Citation Campbell K & Jerzemowska M (2017) Contested Takeovers of Family Firms and Socioemotional Wealth: a Case Study. Baltic Journal of Management, 12 (4), pp. 447-463. https://doi.org/10.1108/BJM-12-2016-0277
Abstract Purpose – This paper provides an understanding of the importance of socioemotional wealth to family firms in Poland viewed through the lens of the events surrounding the first hostile takeover bid of the post-communist era on the Warsaw Stock Exchange when the clothing company Vistula & Wólczanka (V&W) made an unsolicited, leveraged bid for the family-controlled jewellery company W. Kruk.
Design/methodology/approach – The 2008 takeover and its aftermath are described in the context of the corporate governance and legal environment in Poland.
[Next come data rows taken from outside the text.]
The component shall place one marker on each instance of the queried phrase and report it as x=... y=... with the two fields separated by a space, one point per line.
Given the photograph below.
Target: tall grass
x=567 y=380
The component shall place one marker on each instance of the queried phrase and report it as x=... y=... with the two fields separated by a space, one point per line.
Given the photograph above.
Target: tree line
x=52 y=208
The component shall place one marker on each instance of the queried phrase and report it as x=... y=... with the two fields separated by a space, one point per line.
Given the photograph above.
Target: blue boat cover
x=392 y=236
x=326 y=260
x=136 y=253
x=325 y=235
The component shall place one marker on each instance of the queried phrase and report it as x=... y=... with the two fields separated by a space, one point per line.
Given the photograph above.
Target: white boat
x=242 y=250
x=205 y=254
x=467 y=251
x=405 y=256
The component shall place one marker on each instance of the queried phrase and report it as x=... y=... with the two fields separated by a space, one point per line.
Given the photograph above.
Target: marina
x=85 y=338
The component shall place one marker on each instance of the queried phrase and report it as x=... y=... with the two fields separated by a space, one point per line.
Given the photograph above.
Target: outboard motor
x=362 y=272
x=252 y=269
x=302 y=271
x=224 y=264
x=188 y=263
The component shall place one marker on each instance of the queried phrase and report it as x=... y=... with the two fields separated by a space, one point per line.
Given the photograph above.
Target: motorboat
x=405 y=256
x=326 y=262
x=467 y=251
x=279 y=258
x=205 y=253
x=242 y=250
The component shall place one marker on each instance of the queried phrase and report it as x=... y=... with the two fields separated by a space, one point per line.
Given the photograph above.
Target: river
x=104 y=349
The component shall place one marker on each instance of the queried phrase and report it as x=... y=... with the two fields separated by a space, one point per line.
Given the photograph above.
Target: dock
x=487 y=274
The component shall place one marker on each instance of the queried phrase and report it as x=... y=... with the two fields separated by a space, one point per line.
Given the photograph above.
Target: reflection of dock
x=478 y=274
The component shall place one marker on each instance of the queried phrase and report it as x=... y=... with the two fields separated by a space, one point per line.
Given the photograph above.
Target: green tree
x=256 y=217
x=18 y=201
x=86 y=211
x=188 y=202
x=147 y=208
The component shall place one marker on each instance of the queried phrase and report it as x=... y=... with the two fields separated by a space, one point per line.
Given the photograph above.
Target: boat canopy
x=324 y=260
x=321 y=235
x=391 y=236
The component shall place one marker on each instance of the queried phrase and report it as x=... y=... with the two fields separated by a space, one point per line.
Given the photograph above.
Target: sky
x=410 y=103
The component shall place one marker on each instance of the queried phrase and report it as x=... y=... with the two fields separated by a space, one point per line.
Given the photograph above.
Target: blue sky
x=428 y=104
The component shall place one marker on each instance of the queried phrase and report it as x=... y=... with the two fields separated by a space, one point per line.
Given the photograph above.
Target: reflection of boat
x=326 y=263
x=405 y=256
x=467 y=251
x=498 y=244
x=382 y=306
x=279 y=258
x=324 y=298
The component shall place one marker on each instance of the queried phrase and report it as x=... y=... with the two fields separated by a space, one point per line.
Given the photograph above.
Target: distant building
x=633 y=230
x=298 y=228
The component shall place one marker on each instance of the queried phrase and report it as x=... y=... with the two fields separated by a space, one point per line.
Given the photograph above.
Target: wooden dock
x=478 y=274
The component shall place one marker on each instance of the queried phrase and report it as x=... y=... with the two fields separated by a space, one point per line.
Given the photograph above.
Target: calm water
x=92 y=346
The case study events demonstrate the connection between firm behavior and socioemotional wealth theory.
Findings –After the acquisition of W. Kruk by V&W, the Kruk family purchased stock in the newly named Vistula Group and gained influence over the supervisory board in concert with a business ally, eventually wresting back control of the company in the style of a Pac-Man ‘defence’. The case study illustrates the importance of socioemotional wealth in family firm takeovers.
Research limitations/implications – The case-study design has limitations for generalizability. Nevertheless the research highlights the relevance of socioemotional wealth preservation in understanding the market for control of listed family firms in Poland.
Practical implications – Understanding the reaction by family firms to takeover bids requires recognition that there is a tradeoff between financial and socioemotional wealth considerations, not just financial gains and losses.
Originality/value – The case study demonstrates the importance of socioemotional wealth to family firms and suggests that the balance of power in takeovers on the Polish stock market rests with incumbent management.